Once you have manually exhausted the n-1 cases, the last is automatically
picked up by the inverse environement computation algorithm.  But, if you
have not gone through the n-1 cases, it would not work.  See the
example I posted earlier. 


| 
| > |
| > | > If you're going to manually insert the right coercions, you may just
| > | > as well declare the variable explicitly as being a Union.
| > | >
| > |
| > | I was suggesting exactly that: If you want x to be known outside the
| > | scope if the 'if' statement then you should be forced to explicitly
| > | declare it as a Union - just like the case you described with the
| > | 'for' loop:
| > |
| > |     x:Integer
| > |     for i in 1..10 repeat
| > |         x:=i
| > |     x
| >
| > OK, my understanding of your suggestion was different; see above.

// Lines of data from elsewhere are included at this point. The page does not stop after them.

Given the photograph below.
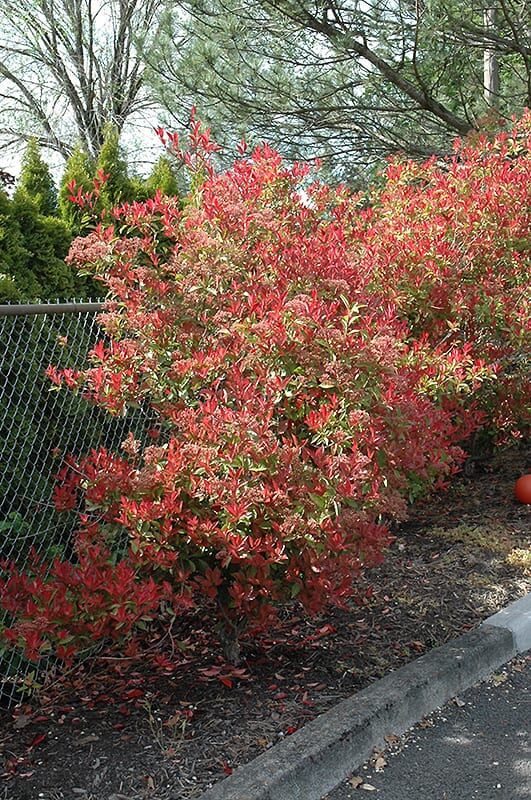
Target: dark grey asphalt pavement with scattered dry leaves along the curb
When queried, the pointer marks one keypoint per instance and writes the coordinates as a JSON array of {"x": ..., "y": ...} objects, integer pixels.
[{"x": 477, "y": 747}]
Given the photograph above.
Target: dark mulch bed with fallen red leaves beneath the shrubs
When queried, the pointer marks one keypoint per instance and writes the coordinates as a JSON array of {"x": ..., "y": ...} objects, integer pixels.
[{"x": 119, "y": 730}]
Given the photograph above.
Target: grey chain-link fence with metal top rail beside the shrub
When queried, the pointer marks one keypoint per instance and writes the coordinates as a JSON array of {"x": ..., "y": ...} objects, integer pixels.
[{"x": 39, "y": 427}]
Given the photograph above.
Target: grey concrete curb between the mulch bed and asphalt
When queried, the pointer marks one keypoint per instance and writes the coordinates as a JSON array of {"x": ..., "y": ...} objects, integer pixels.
[{"x": 315, "y": 759}]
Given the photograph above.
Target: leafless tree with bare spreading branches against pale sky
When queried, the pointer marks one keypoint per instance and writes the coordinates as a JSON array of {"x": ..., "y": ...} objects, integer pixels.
[{"x": 69, "y": 67}]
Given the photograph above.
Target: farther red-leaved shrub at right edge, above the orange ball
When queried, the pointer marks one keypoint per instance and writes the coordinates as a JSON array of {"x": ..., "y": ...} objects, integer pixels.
[{"x": 449, "y": 245}]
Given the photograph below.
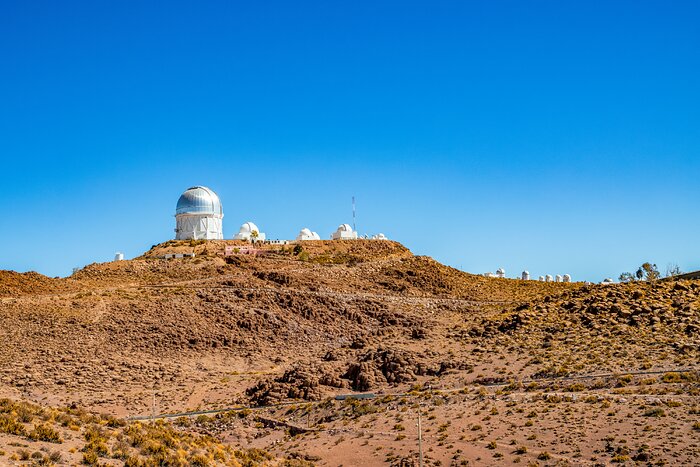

| > But, if it is the case that the programmer -- not the compiler --
| > has to do the manual declaration as Union, and manual insertion
| > of coercion, I don't see anything wrong about it:  It is what we are
| > doing today.
| 
| No. Today there is a semantic error.

We must either test different compilers, or different examples.  Could
you remind me of which compiler and which example?